Разведчики натыкали картошку на финки и счищали кожуру. Дядя Вася сел рядом со мной, достал ножом картошку, очистил:
– Держи. Бери хлеб, селёдку.
Картошка была рассыпчатая, вкусно пахла. Я старался есть медленно, как в гостях, брать поменьше, чтобы не обгонять разведчиков, но ничего не мог с собой поделать, ел много и быстро, откусывал хлеб большими кусками и виновато поглядывал на Петра Иваныча. Он улыбался мне спокойной улыбкой. Дядя Вася разлил по кружкам крепкий чай. Пётр Иваныч пил, довольно причмокивая.
– Спасибо, Егорыч, – поблагодарил он дядю Васю.
Пётр Иваныч встал и посмотрел на разведчиков.
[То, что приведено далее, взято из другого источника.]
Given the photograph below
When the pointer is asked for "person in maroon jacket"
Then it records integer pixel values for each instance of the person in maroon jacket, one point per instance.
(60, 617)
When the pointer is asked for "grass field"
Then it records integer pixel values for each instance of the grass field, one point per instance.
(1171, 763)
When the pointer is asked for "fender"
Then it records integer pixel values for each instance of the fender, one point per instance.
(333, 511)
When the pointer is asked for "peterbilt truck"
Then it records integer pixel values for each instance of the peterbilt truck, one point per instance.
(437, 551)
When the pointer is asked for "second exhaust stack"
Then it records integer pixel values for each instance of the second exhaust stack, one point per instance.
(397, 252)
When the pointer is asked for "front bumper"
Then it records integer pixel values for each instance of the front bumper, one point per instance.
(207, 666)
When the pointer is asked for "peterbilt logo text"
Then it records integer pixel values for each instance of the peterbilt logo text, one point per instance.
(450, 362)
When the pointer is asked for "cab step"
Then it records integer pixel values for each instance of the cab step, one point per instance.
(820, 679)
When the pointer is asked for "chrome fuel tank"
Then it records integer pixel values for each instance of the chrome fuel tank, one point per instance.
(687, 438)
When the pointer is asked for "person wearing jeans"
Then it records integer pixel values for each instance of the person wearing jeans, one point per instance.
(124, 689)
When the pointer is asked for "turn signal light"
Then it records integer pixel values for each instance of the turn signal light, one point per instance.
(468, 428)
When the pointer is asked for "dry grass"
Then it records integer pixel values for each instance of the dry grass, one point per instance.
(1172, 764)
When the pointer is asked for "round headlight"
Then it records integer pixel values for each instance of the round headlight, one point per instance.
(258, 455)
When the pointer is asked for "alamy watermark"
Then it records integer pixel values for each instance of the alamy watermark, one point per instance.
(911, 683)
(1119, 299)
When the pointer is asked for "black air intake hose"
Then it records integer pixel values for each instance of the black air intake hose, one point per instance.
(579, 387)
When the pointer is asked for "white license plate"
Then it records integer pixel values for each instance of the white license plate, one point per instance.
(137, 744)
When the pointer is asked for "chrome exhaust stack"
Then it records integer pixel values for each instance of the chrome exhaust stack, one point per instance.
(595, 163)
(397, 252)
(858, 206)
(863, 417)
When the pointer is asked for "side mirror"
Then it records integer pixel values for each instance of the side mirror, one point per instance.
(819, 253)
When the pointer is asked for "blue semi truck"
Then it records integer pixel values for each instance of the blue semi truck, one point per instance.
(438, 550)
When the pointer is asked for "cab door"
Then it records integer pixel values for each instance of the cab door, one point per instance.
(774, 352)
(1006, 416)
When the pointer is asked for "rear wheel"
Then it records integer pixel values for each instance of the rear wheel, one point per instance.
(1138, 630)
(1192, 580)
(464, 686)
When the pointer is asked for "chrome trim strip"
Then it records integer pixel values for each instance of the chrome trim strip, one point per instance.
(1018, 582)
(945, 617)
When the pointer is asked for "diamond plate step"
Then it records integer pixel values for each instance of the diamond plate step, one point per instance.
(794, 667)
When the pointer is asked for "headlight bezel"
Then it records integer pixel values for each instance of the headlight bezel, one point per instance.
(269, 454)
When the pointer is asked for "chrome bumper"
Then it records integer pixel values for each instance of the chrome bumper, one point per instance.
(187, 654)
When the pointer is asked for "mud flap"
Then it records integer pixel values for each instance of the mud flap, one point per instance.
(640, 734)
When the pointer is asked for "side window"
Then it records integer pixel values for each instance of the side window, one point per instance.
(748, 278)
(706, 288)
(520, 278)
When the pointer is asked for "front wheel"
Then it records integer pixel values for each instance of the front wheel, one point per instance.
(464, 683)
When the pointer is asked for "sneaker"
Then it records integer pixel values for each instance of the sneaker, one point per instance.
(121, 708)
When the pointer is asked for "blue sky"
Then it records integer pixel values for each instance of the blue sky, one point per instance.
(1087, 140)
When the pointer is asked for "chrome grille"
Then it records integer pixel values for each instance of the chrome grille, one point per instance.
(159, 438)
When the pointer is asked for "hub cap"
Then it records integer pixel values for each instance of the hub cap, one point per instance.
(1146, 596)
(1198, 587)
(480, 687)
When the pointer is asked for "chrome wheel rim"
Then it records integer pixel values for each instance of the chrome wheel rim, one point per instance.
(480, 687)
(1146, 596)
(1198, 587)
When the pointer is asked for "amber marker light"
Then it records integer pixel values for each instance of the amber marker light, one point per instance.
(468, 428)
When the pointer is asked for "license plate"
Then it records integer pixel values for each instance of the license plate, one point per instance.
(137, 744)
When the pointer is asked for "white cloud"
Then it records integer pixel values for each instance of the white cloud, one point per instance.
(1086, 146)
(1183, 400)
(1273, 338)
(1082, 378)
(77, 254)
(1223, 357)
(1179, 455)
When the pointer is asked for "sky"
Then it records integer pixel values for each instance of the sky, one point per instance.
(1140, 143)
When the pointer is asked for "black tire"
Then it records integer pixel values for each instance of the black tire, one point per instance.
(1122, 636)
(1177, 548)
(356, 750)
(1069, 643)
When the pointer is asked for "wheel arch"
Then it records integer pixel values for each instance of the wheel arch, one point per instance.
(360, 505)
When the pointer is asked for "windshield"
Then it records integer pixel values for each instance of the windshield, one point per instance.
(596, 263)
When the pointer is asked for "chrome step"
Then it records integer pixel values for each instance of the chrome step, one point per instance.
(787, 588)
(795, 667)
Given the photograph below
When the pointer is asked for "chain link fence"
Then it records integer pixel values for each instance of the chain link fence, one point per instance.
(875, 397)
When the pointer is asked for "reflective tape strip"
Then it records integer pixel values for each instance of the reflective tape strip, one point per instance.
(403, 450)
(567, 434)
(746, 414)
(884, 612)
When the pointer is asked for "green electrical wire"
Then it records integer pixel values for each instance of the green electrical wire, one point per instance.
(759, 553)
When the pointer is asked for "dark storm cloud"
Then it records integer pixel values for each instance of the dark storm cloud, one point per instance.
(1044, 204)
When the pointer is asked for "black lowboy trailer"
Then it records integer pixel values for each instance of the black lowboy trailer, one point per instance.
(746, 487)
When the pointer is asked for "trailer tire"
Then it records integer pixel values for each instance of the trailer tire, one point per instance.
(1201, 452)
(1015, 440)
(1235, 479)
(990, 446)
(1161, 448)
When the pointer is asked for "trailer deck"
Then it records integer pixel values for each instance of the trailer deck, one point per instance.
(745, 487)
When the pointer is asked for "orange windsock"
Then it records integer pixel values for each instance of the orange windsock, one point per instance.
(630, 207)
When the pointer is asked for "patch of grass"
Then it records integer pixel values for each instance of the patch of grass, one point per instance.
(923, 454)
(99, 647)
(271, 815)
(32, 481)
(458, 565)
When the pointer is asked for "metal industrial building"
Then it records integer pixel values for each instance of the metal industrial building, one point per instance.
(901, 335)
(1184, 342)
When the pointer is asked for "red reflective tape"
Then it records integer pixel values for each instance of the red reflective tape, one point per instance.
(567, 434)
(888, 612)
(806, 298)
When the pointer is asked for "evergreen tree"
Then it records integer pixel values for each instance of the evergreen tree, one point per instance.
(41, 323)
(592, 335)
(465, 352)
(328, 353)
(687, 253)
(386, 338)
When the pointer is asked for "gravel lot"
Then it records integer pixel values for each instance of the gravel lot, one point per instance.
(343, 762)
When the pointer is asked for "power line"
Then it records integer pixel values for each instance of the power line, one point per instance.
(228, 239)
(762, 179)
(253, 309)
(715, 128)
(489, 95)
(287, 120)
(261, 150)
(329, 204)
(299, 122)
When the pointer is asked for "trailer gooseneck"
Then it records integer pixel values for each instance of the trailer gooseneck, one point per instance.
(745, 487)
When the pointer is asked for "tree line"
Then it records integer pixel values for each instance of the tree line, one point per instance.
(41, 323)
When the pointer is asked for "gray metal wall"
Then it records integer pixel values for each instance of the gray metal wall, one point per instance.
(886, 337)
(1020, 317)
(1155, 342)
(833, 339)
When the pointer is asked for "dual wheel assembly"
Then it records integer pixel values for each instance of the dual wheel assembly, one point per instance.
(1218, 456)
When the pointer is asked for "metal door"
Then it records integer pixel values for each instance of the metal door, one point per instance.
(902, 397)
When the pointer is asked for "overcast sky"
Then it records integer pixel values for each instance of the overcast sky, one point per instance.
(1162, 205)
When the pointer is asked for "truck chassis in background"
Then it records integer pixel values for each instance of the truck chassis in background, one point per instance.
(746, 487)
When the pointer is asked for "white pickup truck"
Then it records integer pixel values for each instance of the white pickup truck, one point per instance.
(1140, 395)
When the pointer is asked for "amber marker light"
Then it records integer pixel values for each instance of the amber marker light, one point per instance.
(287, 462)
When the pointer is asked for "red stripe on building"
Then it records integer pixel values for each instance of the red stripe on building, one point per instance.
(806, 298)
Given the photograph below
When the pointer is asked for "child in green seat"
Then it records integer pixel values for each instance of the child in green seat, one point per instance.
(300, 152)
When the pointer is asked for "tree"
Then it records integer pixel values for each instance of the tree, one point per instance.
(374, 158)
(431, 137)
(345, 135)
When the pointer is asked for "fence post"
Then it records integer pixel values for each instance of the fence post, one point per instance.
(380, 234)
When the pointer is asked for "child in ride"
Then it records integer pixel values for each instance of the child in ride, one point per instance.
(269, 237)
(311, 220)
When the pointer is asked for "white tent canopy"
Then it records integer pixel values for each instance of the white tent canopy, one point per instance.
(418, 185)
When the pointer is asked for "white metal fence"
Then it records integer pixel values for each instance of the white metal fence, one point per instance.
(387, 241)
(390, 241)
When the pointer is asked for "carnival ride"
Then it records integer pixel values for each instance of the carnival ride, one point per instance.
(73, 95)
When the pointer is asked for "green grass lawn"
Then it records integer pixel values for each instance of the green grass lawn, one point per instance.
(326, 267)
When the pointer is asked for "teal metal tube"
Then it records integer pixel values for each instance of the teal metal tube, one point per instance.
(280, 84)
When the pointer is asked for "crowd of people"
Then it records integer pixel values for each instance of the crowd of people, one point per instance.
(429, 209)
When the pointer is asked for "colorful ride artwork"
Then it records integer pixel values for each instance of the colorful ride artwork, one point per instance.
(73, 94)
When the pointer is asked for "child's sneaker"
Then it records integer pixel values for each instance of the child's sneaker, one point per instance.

Те замолчали.
– Почистить оружие, привести в порядок мешки, уложить всё, – проговорил он строго и вышел из-за стола.
Я поднялся за ним вместе с разведчиками. Я так наелся, что меня даже покачивало с непривычки.
3. АВТОМАТ – ХОРОШАЯ ШТУКА
В это время к дому подъехала машина. Открылись двери, простучали тяжёлые шаги, и два бойца внесли обитый железом ящик с большими буквами и цифрами на крышке. Один из бойцов протянул Петру Иванычу бумагу:
– Дёмушкин, прими и распишись.
Я удивлённо посмотрел на Петра Иваныча. Это его фамилия? Она мягкая, пушистая, какая-то маленькая. А он такой строгий, большой.
– Егорыч! Давай топор! – крикнул он в кухню.
Он отодрал крышку. В комнате густо запахло ружейным маслом. В ящике жирно блестели чёрные автоматы и диски.